Une espèce de froid qui n’avait rien à voir avec la température extérieure, plutôt fraîche pour la saison, s’insinuait en Marianne. L’homme dont l’aspect l’avait frappée – avait-elle rêvé ou bien possédait-il réellement des yeux clairs ? – était un esclave en fuite. Et qu’étaient d’autre, la fuite mise à part, les serviteurs que Jason venait de mentionner ? Ce qu’avait dit Joli-val lui revenait désagréablement. Et parce qu’elle était incapable de supporter une ombre, si légère fût-elle, sur son amour, elle ne put s’empêcher de formuler la question qui lui venait, en prenant toutefois un léger détour :

— Je l’ai remarqué. Votre « pauvre diable » est assez beau pour cela... et tellement différent de celui-ci, ajouta-t-elle en montrant Tobie occupé à vider son seau par-dessus bord. Est-il aussi un esclave en fuite ?

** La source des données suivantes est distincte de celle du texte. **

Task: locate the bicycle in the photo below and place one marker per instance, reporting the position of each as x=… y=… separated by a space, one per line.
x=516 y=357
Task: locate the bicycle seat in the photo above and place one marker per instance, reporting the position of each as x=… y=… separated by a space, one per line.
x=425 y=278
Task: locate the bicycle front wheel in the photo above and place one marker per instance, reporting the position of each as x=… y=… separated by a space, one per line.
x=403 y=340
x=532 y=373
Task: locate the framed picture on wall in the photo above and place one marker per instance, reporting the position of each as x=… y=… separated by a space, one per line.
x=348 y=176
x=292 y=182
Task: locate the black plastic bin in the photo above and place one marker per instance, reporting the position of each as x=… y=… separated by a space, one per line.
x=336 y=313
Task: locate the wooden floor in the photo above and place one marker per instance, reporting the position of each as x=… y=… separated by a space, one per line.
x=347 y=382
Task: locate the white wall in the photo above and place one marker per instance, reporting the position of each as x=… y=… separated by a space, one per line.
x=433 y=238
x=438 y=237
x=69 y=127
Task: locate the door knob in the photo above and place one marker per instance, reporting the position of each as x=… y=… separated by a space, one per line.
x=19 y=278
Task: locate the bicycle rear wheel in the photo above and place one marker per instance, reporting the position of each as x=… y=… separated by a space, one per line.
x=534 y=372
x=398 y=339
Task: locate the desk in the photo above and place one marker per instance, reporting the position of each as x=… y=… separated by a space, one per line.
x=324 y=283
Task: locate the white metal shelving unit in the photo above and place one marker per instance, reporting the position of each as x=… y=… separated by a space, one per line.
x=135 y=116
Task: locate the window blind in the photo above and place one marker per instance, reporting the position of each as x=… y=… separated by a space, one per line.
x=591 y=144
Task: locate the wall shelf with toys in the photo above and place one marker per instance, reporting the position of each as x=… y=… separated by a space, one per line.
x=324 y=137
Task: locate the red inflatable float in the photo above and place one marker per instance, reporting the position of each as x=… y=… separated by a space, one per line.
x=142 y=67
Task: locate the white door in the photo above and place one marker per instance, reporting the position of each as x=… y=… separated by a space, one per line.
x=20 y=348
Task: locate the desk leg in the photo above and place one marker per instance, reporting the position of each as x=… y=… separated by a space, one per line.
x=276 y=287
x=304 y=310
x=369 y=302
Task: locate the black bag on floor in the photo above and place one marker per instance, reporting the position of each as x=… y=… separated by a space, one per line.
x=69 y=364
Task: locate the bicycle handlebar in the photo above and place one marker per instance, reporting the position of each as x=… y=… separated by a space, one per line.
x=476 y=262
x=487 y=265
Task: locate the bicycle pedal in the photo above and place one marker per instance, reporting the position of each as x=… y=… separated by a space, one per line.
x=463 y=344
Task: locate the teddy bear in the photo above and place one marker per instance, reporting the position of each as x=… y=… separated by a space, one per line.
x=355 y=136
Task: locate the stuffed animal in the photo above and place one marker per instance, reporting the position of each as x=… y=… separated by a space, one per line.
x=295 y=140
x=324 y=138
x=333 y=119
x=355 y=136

— Il existe des races différentes chez les Noirs aussi bien que chez les Blancs. Les Ethiopiens se veulent descendants de la reine de Saba et du fils qu’elle eut de Salomon. Ils ont les traits plus fins et plus nobles souvent que les autres Africains... et aussi une fierté sauvage qui s’habitue mal à l’esclavage. Parfois, ils sont aussi plus clairs, comme celui-là ! Quant à Tobie et Nathan, pourquoi voulez-vous qu’ils soient « en fuite » ? Ils servent ma famille depuis leur naissance. Leurs parents étaient très jeunes quand mon grand-père les a achetés.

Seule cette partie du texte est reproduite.